Snowflake data type issues with datacontract test
Data types generated by datacontract import are not matching the detected data types in datacontract test.
> datacontract import --format sql --source Sample_Employees.sql --dialect snowflake --output Sample_Employees.datacontract.yaml
Written result to Sample_Employees.datacontract.yaml
> datacontract test Sample_Employees.datacontract.yaml
...
╭─────────┬─────────────────────────────────────┬────────────────────────────────┬─────────────────────────────────────╮
│ Result │ Check │ Field │ Details │
├─────────┼─────────────────────────────────────┼────────────────────────────────┼─────────────────────────────────────┤
│ │ Check that field DEPARTMENT has a │ SAMPLE_EMPLOYEES.DEPARTMENT │ │
│ │ max length of 16777216 │ │ │
│ │ Check that field EMPLOYEE_NAME has │ SAMPLE_EMPLOYEES.EMPLOYEE_NAME │ │
│ │ a max length of 16777216 │ │ │
│ │ Check that field JOB has a max │ SAMPLE_EMPLOYEES.JOB │ │
│ │ length of 16777216 │ │ │
│ │ Check that field PHONE_DECIMAL has │ SAMPLE_EMPLOYEES.PHONE_DECIMAL │ │
│ │ a max length of 16777216 │ │ │
│ failed │ Check that field DEPARTMENT has │ SAMPLE_EMPLOYEES.DEPARTMENT │ Type Mismatch, Expected Type: │
│ │ type VARCHAR(16777216) │ │ VARCHAR(16777216); Actual Type: │
│ │ │ │ TEXT │
│ failed │ Check that field EMPLOYEE_ID has │ SAMPLE_EMPLOYEES.EMPLOYEE_ID │ Type Mismatch, Expected Type: │
│ │ type DECIMAL(38, 0) │ │ DECIMAL(38, 0); Actual Type: NUMBER │
│ failed │ Check that field EMPLOYEE_NAME has │ SAMPLE_EMPLOYEES.EMPLOYEE_NAME │ Type Mismatch, Expected Type: │
│ │ type VARCHAR(16777216) │ │ VARCHAR(16777216); Actual Type: │
│ │ │ │ TEXT │
│ failed │ Check that field JOB has type │ SAMPLE_EMPLOYEES.JOB │ Type Mismatch, Expected Type: │
│ │ VARCHAR(16777216) │ │ VARCHAR(16777216); Actual Type: │
│ │ │ │ TEXT │
│ failed │ Check that field MANAGER_ID has │ SAMPLE_EMPLOYEES.MANAGER_ID │ Type Mismatch, Expected Type: │
│ │ type DECIMAL(38, 0) │ │ DECIMAL(38, 0); Actual Type: NUMBER │
...
Sample_Employees.sql.txt Sample_Employees.datacontract.yaml.txt datacontract.test.error.log
Can you post a screenshot of this table structure in Snowflake?
In your YAML, there is a field "PHONE_DECIMAL" instead of "PHONE_NUMBER" (probably caused by search and replace)
For the fields, I am not quite sure, why Snowflake reports different types.

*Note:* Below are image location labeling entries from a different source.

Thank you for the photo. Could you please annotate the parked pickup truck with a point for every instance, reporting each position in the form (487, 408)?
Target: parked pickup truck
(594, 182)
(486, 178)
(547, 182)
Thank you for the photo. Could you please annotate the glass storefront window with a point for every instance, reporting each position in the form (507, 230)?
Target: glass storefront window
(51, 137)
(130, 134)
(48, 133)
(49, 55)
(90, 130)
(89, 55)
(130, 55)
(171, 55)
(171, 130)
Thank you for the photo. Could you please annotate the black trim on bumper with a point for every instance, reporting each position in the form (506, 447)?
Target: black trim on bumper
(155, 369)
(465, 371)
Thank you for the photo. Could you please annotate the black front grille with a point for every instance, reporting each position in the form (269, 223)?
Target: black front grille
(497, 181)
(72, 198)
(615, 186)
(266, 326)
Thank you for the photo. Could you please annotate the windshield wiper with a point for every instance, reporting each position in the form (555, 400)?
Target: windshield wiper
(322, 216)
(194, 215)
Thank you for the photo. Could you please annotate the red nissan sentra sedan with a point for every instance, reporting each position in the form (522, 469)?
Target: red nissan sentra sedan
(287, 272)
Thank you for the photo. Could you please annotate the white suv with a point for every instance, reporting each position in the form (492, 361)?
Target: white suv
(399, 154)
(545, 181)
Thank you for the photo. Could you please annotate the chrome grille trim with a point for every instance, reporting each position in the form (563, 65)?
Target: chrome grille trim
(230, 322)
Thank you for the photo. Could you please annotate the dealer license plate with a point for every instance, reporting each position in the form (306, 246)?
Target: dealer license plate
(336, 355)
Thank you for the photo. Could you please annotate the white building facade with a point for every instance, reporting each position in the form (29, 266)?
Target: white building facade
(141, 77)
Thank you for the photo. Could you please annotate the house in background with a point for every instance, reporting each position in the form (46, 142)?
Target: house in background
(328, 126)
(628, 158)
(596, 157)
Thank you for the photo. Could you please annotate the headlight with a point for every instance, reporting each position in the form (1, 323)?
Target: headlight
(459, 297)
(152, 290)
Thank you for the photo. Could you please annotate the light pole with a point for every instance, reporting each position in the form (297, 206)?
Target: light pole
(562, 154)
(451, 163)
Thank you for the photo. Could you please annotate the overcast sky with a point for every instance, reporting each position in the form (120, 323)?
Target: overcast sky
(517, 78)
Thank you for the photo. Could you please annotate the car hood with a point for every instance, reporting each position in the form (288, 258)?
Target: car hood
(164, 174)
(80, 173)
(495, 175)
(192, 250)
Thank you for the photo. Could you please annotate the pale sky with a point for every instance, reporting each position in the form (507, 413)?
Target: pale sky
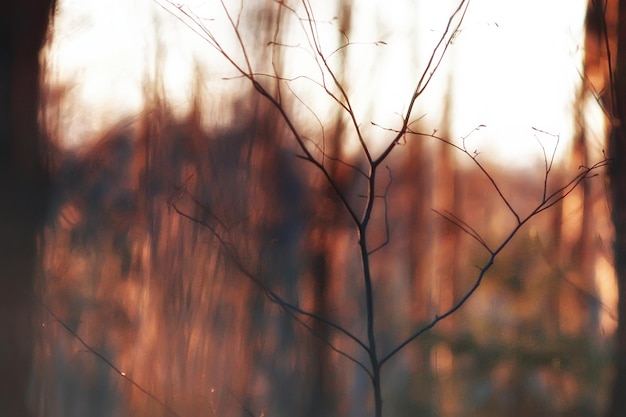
(513, 66)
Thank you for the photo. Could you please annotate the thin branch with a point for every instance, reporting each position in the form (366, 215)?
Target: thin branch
(553, 199)
(271, 295)
(110, 364)
(464, 226)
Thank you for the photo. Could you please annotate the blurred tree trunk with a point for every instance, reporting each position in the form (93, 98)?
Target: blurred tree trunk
(23, 187)
(617, 177)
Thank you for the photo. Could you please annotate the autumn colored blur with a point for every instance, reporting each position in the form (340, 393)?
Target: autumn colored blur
(157, 225)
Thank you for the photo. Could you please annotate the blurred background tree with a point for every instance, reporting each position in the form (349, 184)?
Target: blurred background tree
(161, 300)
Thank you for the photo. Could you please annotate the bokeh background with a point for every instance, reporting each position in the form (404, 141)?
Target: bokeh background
(149, 313)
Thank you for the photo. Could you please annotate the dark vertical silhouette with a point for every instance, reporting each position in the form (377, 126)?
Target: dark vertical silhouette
(617, 172)
(23, 186)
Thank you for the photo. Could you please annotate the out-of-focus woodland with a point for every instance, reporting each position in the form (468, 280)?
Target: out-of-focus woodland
(165, 232)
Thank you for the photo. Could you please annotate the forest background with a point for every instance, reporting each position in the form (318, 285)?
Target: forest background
(180, 210)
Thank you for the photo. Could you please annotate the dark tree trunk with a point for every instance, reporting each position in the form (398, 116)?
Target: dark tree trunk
(617, 151)
(23, 190)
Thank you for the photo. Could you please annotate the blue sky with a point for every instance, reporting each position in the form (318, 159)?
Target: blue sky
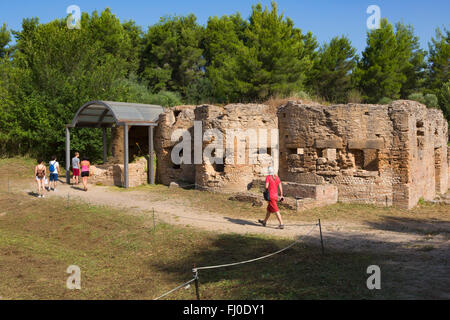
(325, 18)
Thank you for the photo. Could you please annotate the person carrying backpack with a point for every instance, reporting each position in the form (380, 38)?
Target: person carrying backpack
(273, 184)
(54, 172)
(40, 171)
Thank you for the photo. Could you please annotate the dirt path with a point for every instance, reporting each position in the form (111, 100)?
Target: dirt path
(424, 256)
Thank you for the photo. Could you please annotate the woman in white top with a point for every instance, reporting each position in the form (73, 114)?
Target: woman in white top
(40, 172)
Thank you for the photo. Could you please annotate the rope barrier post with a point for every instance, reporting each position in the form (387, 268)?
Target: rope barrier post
(321, 237)
(154, 226)
(195, 274)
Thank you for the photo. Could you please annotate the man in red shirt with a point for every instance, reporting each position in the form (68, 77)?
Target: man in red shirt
(273, 183)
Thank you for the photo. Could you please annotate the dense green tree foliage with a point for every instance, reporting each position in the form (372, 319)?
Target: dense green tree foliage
(439, 59)
(52, 70)
(172, 58)
(331, 74)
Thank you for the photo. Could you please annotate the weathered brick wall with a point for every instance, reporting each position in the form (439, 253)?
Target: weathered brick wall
(383, 154)
(180, 117)
(112, 174)
(235, 174)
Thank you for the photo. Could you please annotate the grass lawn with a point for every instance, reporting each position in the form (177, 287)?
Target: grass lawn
(124, 257)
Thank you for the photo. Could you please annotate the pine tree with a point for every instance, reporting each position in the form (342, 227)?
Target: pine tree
(438, 60)
(173, 57)
(379, 73)
(5, 39)
(331, 74)
(411, 60)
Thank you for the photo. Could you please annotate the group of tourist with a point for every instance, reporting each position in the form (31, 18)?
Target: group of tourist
(82, 168)
(79, 168)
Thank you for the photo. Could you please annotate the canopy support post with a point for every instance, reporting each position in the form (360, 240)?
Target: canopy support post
(125, 155)
(67, 155)
(151, 165)
(105, 146)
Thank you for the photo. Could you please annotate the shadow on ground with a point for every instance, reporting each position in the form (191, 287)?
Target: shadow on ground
(411, 225)
(302, 272)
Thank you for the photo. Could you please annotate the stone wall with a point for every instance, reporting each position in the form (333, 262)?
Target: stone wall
(112, 174)
(180, 117)
(382, 154)
(235, 172)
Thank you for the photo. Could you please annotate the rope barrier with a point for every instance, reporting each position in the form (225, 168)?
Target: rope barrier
(175, 289)
(195, 270)
(256, 259)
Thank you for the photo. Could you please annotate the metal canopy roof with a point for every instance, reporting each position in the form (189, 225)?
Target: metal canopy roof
(101, 114)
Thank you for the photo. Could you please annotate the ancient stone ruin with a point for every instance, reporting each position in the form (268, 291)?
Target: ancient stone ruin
(383, 154)
(380, 154)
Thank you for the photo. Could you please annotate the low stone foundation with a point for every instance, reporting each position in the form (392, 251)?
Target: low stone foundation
(112, 174)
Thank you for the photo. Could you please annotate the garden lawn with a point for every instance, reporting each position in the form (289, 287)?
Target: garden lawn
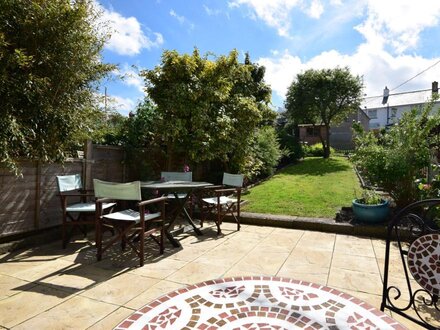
(315, 187)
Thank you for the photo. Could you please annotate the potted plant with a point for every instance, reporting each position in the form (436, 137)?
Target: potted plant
(371, 207)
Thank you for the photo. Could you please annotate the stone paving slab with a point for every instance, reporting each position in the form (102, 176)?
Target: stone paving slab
(75, 291)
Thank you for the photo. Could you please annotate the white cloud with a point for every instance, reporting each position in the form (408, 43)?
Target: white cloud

The import seems fine, please consider as a workaround to configure and overwrite the reported "snowflakeTypes" manually in your data contract YAML.
Yes I did not catch that until after posting this issue
On Mar 2, 2025, at 05:23, jochenchrist @.> wrote: In your YAML, there is a field "PHONE_DECIMAL" instead of "PHONE_NUMBER" (probably caused by search and replace)—Reply to this email directly, view it on GitHub, or unsubscribe.You are receiving this because you authored the thread.Message ID: @.>
jochenchrist left a comment (datacontract/datacontract-cli#662) In your YAML, there is a field "PHONE_DECIMAL" instead of "PHONE_NUMBER" (probably caused by search and replace)

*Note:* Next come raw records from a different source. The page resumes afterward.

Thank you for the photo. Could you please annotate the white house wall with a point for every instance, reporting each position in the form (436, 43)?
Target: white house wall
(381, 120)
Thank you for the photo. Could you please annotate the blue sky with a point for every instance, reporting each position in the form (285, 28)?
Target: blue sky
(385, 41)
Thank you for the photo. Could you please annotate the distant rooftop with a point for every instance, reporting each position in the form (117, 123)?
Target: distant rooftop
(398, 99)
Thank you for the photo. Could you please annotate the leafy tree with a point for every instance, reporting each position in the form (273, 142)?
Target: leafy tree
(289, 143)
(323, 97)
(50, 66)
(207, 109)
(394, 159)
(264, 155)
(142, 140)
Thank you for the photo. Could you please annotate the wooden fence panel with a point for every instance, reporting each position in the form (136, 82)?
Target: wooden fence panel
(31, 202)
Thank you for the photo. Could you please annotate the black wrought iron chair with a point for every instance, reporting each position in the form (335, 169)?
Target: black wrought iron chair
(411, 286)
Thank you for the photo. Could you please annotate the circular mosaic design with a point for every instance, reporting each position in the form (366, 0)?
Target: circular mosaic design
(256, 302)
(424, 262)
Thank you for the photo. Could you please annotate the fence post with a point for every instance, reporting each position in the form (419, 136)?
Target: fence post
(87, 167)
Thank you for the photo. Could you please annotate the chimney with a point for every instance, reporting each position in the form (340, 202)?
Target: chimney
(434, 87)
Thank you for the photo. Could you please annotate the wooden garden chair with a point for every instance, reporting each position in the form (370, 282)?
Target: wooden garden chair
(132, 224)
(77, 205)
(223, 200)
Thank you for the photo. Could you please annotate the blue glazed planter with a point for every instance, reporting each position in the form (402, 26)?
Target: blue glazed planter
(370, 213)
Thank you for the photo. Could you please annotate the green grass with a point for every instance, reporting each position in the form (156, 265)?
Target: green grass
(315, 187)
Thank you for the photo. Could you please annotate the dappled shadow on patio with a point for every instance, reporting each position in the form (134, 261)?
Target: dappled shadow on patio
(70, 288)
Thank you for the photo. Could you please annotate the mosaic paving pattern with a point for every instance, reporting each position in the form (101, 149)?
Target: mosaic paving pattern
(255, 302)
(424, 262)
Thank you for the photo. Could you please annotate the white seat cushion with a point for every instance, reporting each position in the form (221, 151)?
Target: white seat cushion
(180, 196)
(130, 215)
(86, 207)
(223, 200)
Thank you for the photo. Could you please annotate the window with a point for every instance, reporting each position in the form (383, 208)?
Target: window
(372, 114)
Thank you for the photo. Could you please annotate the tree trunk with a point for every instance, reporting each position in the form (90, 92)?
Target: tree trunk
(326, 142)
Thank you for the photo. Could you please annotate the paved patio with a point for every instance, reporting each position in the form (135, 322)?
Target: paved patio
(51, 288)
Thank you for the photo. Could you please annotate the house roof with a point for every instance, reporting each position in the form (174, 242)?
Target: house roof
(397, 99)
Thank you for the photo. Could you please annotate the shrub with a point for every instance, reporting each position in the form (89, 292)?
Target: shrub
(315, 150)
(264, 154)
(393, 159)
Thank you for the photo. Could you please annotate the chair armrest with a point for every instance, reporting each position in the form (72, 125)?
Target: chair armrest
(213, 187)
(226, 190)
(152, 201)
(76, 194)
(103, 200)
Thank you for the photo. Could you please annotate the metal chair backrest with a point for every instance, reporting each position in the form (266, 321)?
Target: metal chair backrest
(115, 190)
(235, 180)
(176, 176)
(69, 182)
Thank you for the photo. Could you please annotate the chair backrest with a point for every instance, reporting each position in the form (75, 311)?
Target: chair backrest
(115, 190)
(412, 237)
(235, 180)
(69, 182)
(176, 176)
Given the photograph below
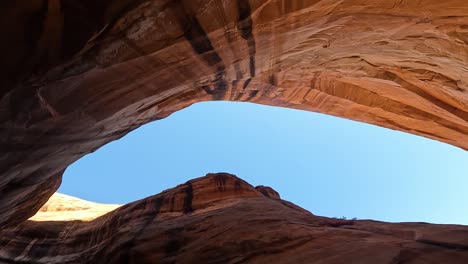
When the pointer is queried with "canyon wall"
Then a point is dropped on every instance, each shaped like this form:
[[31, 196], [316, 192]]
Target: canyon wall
[[220, 218], [78, 74]]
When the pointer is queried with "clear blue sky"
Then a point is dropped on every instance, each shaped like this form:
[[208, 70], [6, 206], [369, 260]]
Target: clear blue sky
[[327, 165]]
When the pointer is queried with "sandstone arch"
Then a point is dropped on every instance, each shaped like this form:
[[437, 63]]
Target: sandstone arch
[[78, 74]]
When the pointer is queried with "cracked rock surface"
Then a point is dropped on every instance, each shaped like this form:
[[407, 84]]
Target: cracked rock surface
[[77, 74]]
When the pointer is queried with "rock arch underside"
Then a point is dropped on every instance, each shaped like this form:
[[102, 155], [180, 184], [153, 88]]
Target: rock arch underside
[[77, 74]]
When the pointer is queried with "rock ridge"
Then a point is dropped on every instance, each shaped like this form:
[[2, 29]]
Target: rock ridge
[[229, 221]]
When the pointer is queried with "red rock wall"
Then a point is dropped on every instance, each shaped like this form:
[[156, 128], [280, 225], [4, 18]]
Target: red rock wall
[[222, 219], [76, 75]]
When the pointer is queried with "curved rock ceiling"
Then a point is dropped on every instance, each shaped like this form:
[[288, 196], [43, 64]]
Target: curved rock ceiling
[[78, 74]]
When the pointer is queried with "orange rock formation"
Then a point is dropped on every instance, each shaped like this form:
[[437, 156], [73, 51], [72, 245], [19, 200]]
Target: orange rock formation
[[78, 74], [223, 219]]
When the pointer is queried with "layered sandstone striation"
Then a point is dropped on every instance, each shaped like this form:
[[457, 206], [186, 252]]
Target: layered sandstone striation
[[220, 218], [78, 74]]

—Reply to this email directly, view it on GitHub, or unsubscribe.You are receiving this because you authored the thread.Message ID: @.***>
Soda supported data types for Snowflake has the following table:
| Category | Data type |
|---|---|
| text | CHAR, VARCHAR, CHARACTER, STRING, TEXT |
| number | NUMBER, INT, INTEGER, BIGINT, SMALLINT, TINYINT, BYTEINT, FLOAT, FLOAT4, FLOAT8, DOUBLE, DOUBLE PRECISION, REAL |
| time | DATE, DATETIME, TIME, TIMESTAMP, TIMESTAMPT_LTZ, TIMESTAMP_NTZ, TIMESTAMP_TZ |
Looking at the output it appears that Soda is returning the Category of the VARCHAR columns instead of the Data Type. In turn, datacontract test sees a mismatch between what Soda returns and what the YAML file contains.
For the numeric columns, datacontract import is changing NUMBER(38,0) to DECIMAL(38,0) in the YAML, but Soda is returning NUMBER without precision and scale which is flagged as a mismatch.

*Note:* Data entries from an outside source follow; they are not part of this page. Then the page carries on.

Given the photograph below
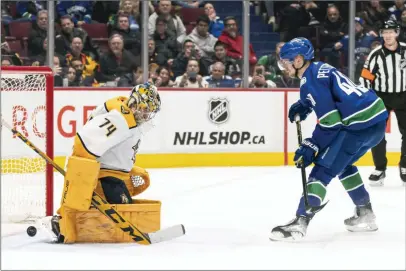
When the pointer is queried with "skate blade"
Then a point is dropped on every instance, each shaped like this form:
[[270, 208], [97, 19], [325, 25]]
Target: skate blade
[[279, 237], [363, 227], [45, 225], [376, 183]]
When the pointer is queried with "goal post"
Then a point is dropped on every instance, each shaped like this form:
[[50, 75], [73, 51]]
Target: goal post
[[26, 180]]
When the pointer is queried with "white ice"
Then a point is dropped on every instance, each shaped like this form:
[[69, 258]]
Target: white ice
[[228, 214]]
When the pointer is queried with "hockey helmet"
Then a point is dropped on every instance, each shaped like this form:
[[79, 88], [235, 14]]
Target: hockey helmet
[[145, 102], [297, 46], [390, 24], [293, 48]]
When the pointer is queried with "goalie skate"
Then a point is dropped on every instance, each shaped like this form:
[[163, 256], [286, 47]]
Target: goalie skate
[[293, 231], [363, 220]]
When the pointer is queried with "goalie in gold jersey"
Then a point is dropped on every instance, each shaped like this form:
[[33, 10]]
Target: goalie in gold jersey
[[103, 157]]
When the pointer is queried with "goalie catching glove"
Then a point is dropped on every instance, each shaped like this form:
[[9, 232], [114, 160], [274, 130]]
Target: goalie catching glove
[[139, 181]]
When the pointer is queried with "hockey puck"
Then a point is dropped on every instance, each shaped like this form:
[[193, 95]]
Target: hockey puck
[[31, 231]]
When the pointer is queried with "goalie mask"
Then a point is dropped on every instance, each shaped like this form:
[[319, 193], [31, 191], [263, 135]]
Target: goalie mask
[[144, 101]]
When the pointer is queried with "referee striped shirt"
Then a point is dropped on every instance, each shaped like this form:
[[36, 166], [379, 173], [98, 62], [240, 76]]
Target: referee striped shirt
[[385, 70]]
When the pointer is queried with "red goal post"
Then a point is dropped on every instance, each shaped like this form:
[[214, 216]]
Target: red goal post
[[27, 105]]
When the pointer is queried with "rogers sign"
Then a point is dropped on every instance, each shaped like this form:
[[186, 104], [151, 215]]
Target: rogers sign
[[66, 124]]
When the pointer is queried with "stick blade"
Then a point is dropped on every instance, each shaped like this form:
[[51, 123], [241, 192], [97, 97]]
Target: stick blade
[[167, 234]]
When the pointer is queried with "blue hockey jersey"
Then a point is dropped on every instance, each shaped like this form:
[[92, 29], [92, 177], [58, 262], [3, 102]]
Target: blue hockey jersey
[[338, 102]]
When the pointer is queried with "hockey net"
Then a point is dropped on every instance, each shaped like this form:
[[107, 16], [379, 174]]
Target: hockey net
[[26, 180]]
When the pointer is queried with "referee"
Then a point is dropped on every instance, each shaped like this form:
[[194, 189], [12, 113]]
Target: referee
[[385, 72]]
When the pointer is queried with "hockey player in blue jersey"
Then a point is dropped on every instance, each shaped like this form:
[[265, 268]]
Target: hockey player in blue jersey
[[352, 120]]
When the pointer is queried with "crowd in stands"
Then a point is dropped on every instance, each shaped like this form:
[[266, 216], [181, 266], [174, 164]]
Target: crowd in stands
[[98, 43]]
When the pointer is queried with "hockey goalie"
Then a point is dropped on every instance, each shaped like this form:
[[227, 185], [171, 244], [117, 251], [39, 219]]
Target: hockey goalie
[[103, 160]]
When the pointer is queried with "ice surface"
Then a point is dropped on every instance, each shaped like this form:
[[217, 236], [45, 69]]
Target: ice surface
[[228, 214]]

As per your advice, I edited the snowflakeType entries to change VARCHAR(16777216) to TEXT and DECIMAL(38,0) to NUMBER(38,0). This resolved the mismatches on the varchar columns, but we still have the precision and scale issue with the numeric columns:
1) EMPLOYEE_ID Check that field EMPLOYEE_ID has type NUMBER(38, 0): Type Mismatch, Expected Type: NUMBER(38, 0); Actual
Type: NUMBER
2) SALARY Check that field SALARY has type NUMBER(38, 0): Type Mismatch, Expected Type: NUMBER(38, 0); Actual Type:
NUMBER
3) MANAGER_ID Check that field MANAGER_ID has type NUMBER(38, 0): Type Mismatch, Expected Type: NUMBER(38, 0); Actual
Type: NUMBER